Kentang jenis ini menghasilkan kentang goreng yang lebih renyah dibandingkan kentang yang kadar airnya tinggi. Setelah memilih kentang, kupas dan potong memanjang dengan ukuran yang seragam agar matang merata saat digoreng.
Setelah dipotong, kentang sebaiknya direndam dalam air dingin selama minimal 30 menit. Proses perendaman ini bertujuan untuk menghilangkan kelebihan pati pada permukaan kentang. Pati yang berlebihan dapat membuat kentang goreng saling menempel dan menghasilkan tekstur yang kurang renyah.
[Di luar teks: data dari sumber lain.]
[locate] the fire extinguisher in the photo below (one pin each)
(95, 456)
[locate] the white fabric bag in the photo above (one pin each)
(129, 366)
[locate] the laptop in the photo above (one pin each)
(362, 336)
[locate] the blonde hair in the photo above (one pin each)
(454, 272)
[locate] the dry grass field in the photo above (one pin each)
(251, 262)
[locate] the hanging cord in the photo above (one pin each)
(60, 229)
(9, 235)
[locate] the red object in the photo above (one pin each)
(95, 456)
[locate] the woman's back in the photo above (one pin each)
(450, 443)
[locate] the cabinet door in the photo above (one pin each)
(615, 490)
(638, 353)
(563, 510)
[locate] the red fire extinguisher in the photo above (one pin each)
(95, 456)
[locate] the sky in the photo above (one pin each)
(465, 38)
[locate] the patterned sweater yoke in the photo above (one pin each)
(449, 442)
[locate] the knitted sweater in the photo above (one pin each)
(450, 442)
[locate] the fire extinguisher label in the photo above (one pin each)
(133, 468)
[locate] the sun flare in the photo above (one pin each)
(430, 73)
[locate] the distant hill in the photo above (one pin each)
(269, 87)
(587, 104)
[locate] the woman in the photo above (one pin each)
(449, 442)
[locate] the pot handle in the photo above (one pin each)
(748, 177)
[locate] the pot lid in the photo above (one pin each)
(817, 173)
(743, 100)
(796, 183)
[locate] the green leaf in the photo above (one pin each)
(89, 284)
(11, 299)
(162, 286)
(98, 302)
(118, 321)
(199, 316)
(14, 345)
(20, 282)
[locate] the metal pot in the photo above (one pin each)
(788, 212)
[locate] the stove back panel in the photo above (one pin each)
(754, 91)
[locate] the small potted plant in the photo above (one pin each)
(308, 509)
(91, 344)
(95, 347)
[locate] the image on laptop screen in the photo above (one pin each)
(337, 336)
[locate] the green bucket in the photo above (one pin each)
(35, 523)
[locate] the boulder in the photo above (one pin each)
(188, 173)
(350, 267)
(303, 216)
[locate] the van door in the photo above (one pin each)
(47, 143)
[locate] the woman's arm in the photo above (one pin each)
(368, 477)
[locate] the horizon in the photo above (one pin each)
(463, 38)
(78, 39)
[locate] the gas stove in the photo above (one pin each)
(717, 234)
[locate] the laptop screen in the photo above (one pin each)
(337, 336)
Jika ingin hasil yang lebih maksimal, air rendaman bisa ditambahkan sedikit es batu agar kentang tetap segar.
Langkah berikutnya adalah merebus kentang setengah matang. Rebus kentang dalam air yang telah diberi sedikit garam selama sekitar 5–7 menit hingga kentang agak empuk namun tidak hancur.
Teknik ini membantu membentuk bagian dalam kentang agar lembut, sementara bagian luar nantinya akan menjadi lebih renyah saat digoreng. Setelah direbus, tiriskan kentang dan biarkan hingga benar-benar kering. Kentang yang masih basah akan membuat minyak mudah meletup dan hasil gorengan menjadi kurang maksimal.
Untuk menghasilkan kentang goreng yang ekstra renyah, gunakan teknik penggorengan dua kali. Penggorengan pertama dilakukan dengan minyak bersuhu sedang, sekitar 160 derajat Celsius. Goreng kentang selama 3–4 menit hingga kentang setengah matang dan berwarna pucat.
Angkat dan tiriskan, lalu diamkan selama beberapa menit hingga uap panasnya hilang. Penggorengan kedua dilakukan dengan minyak yang lebih panas, sekitar 180 derajat Celsius, hingga kentang berwarna kuning keemasan dan teksturnya renyah.
Pemilihan minyak juga memengaruhi hasil akhir. Gunakan minyak dengan titik asap tinggi seperti minyak sawit atau minyak kanola agar kentang goreng matang sempurna tanpa rasa pahit. Pastikan minyak cukup banyak sehingga kentang terendam dan matang merata. Jangan menggoreng kentang terlalu banyak sekaligus karena dapat menurunkan suhu minyak dan membuat kentang menjadi lembek.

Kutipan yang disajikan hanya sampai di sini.